Slovenia has charged a former senior communist official with genocide, over the massacre of 234 people in the aftermath of World War II.
Under Tito Nazi collaborators were hunted down
Mitja Ribicic, 86, was a chief in the security forces under Yugoslavia's post-war communist leader Tito.
Slovene television said newly unearthed documents suggested Mr Ribicic ordered the summary execution of suspected Nazi collaborators.
Mr Ribicic, under investigation since 1994, has always denied such charges.
"He is being investigated under the law dealing with genocide committed against political or social groups," Pavel Jamnik, Slovenia's police chief dealing with war crimes, told the AFP news agency.

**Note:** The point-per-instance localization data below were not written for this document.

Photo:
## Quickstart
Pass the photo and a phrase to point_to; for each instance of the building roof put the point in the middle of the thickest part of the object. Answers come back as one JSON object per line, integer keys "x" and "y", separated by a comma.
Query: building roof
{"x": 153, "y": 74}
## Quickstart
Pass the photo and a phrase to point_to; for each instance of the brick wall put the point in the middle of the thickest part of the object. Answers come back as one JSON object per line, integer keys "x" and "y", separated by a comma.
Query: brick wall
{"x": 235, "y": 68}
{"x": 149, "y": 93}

After the war communist forces took revenge on those who had collaborated with German and Italian occupiers.
Some reports say there are hundreds of mass graves in Slovenia filled with the bodies of thousands of people massacred by the communist regime in the early post-war years.
Mr Ribicic is the first former Yugoslav official charged in Slovenia over the witch hunt for Nazi collaborators, since the country's independence from Yugoslavia in 1991.
Documents found in the Slovene National Archive reportedly suggest that in 1945 and 1946 Mr Ribicic helped draft a hit list of 234 people for execution.
He faces up to 30 years in prison if found guilty of the charges.
The Slovene government has recently drawn up draft laws giving equal status to all those civilians killed during and after the war, whether by communists or fascists.